Akane: She lost her daughter but gained her freedom. She also seems like she might join Maeve’s growing party of explorers, whose goal still seems to be to scoop up Maeve’s daughter on their way out of the park.

Losers

Dolores: At the start of the episode, Teddy lay dead during a sneak peak of the moments after Dolores seems to have broken out of the park, discovered the weapon or both. Later in the episode, she told Teddy she would have to “burn” the weak and infected on her way to freedom. The implication was that Teddy was going to be one of those weak hosts who would not make it.

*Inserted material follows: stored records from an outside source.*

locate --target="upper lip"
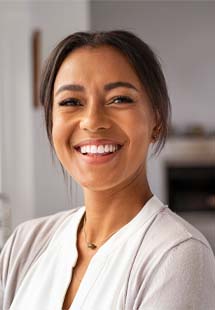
[74,139,123,148]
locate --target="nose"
[80,102,111,132]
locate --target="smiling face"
[52,46,155,191]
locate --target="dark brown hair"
[40,30,171,152]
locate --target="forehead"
[55,45,141,88]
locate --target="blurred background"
[0,0,215,251]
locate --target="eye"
[59,98,81,106]
[111,96,134,103]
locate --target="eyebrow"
[55,81,138,95]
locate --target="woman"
[1,31,215,310]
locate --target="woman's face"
[52,46,155,191]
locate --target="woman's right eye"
[59,98,81,106]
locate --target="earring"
[152,132,158,143]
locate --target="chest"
[63,259,90,310]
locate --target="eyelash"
[59,96,134,106]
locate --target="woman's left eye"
[111,96,134,103]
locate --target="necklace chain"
[83,213,119,250]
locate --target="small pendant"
[87,242,97,250]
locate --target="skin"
[52,46,156,307]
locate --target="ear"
[152,110,162,143]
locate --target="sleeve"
[0,228,18,309]
[133,239,215,310]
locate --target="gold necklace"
[83,213,118,250]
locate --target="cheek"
[52,119,70,159]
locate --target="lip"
[75,146,123,164]
[74,139,123,148]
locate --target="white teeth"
[80,144,119,154]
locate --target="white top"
[10,196,215,310]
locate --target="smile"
[75,145,122,164]
[76,144,122,156]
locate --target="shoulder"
[145,207,212,252]
[0,208,82,286]
[132,208,215,310]
[135,207,215,277]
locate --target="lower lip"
[76,147,122,164]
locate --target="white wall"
[0,2,34,227]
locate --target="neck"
[81,173,152,244]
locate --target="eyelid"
[58,97,81,106]
[110,95,134,103]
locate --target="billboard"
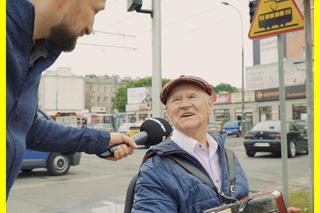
[127,87,150,104]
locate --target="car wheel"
[47,153,70,176]
[246,150,256,157]
[288,141,297,158]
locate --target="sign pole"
[303,0,314,213]
[278,34,288,206]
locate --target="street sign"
[249,0,304,39]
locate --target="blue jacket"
[6,0,110,197]
[131,135,249,213]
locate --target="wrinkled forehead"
[168,83,209,100]
[90,0,106,10]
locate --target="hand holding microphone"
[98,118,172,160]
[103,132,137,161]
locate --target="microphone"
[98,118,172,158]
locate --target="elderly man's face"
[166,84,213,133]
[48,0,106,52]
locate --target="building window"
[90,96,94,103]
[292,104,307,120]
[259,106,272,121]
[214,109,230,123]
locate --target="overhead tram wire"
[77,42,138,51]
[92,30,136,38]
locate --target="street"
[7,137,310,213]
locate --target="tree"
[116,77,170,112]
[213,83,239,94]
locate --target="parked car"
[118,123,132,134]
[93,123,114,132]
[244,121,308,157]
[21,109,81,175]
[127,121,142,137]
[223,121,241,137]
[208,121,223,134]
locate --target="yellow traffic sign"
[249,0,304,39]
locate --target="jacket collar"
[150,133,224,157]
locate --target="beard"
[48,23,78,52]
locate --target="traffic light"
[249,0,258,23]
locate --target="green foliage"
[213,83,239,93]
[117,77,170,112]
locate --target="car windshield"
[224,121,238,128]
[252,121,281,131]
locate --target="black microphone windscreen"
[140,118,172,146]
[131,131,148,145]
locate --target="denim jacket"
[6,0,110,197]
[131,135,249,213]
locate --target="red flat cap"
[160,75,213,105]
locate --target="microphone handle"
[98,131,148,158]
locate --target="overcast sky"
[50,0,252,87]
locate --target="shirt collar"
[171,129,218,155]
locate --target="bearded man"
[6,0,136,198]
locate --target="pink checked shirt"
[171,129,221,189]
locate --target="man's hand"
[106,132,137,161]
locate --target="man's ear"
[54,0,72,10]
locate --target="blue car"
[21,109,81,176]
[223,121,241,137]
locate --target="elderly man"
[6,0,136,197]
[132,76,248,213]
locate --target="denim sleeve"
[235,156,249,199]
[26,117,110,154]
[131,158,178,213]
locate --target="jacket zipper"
[7,130,17,187]
[7,97,21,187]
[164,146,228,203]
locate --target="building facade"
[85,75,120,113]
[38,68,85,112]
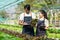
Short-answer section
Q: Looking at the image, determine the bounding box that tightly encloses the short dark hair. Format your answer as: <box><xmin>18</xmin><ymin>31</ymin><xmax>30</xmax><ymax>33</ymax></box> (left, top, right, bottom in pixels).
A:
<box><xmin>39</xmin><ymin>10</ymin><xmax>48</xmax><ymax>19</ymax></box>
<box><xmin>24</xmin><ymin>4</ymin><xmax>30</xmax><ymax>11</ymax></box>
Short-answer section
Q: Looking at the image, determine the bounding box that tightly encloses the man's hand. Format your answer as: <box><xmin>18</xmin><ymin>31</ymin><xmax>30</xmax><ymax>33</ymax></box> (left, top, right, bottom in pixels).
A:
<box><xmin>23</xmin><ymin>22</ymin><xmax>28</xmax><ymax>25</ymax></box>
<box><xmin>45</xmin><ymin>27</ymin><xmax>48</xmax><ymax>29</ymax></box>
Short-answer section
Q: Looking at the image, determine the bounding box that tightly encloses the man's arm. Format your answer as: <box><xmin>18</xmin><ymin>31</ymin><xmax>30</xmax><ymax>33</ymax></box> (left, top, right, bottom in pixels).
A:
<box><xmin>18</xmin><ymin>20</ymin><xmax>24</xmax><ymax>25</ymax></box>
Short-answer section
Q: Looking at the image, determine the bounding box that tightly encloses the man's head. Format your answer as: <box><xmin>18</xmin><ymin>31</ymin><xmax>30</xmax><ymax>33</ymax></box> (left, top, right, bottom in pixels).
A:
<box><xmin>24</xmin><ymin>4</ymin><xmax>30</xmax><ymax>13</ymax></box>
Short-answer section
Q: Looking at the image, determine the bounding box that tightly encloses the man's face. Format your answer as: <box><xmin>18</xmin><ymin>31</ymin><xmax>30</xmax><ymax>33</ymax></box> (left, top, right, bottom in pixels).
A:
<box><xmin>24</xmin><ymin>8</ymin><xmax>29</xmax><ymax>13</ymax></box>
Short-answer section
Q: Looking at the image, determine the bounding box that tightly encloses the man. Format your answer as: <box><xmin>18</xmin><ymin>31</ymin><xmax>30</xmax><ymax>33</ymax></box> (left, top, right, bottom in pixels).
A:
<box><xmin>19</xmin><ymin>4</ymin><xmax>36</xmax><ymax>36</ymax></box>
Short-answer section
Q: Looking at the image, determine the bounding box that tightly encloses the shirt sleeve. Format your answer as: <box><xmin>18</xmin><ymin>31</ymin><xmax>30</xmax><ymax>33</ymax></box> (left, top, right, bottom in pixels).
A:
<box><xmin>45</xmin><ymin>19</ymin><xmax>49</xmax><ymax>27</ymax></box>
<box><xmin>19</xmin><ymin>13</ymin><xmax>24</xmax><ymax>20</ymax></box>
<box><xmin>32</xmin><ymin>13</ymin><xmax>36</xmax><ymax>19</ymax></box>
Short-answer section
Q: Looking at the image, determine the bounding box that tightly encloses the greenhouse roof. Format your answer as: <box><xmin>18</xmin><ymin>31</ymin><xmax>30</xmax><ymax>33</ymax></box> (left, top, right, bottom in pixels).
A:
<box><xmin>0</xmin><ymin>0</ymin><xmax>24</xmax><ymax>10</ymax></box>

But who could have seen her giving Teddy a potentially debilitating upgrade immediately after they had sex, probably for the first time? A new low, even for Dolores. She’s ruthless.

Teddy: “Where we’re going, there’s no place for a man like you,” Dolores said before turning Teddy Lite into Teddy 2.0. We’ll see soon who this new Teddy will become. But he’s destined for death, just like Teddy Lite. Once Dolores’ right hand man, Teddy is now just another souped up pawn in Dolores’ game. With Teddy’s state of mind now fungible, there’s still life to the Teddy = Bernard theories. Though, I haven’t come around to those theories.

Bernard: Instead, I think what’s happening to Bernard can be explained in this video. I can’t pretend like I connected all the dots that this vlogger did. But the theory in the video supports a number of observations I’ve made along the way, and explains why Bernard’s narrative is truncated and, at times, unbelievable.

Shogun World: You know something has gone bizarrely wrong in Shogun World, when Akane’s dance is performed to “Painted Black” — not traditional Japanese music. The sets were beautiful. The production value was stellar. The action was fun. But the plot was underwhelming.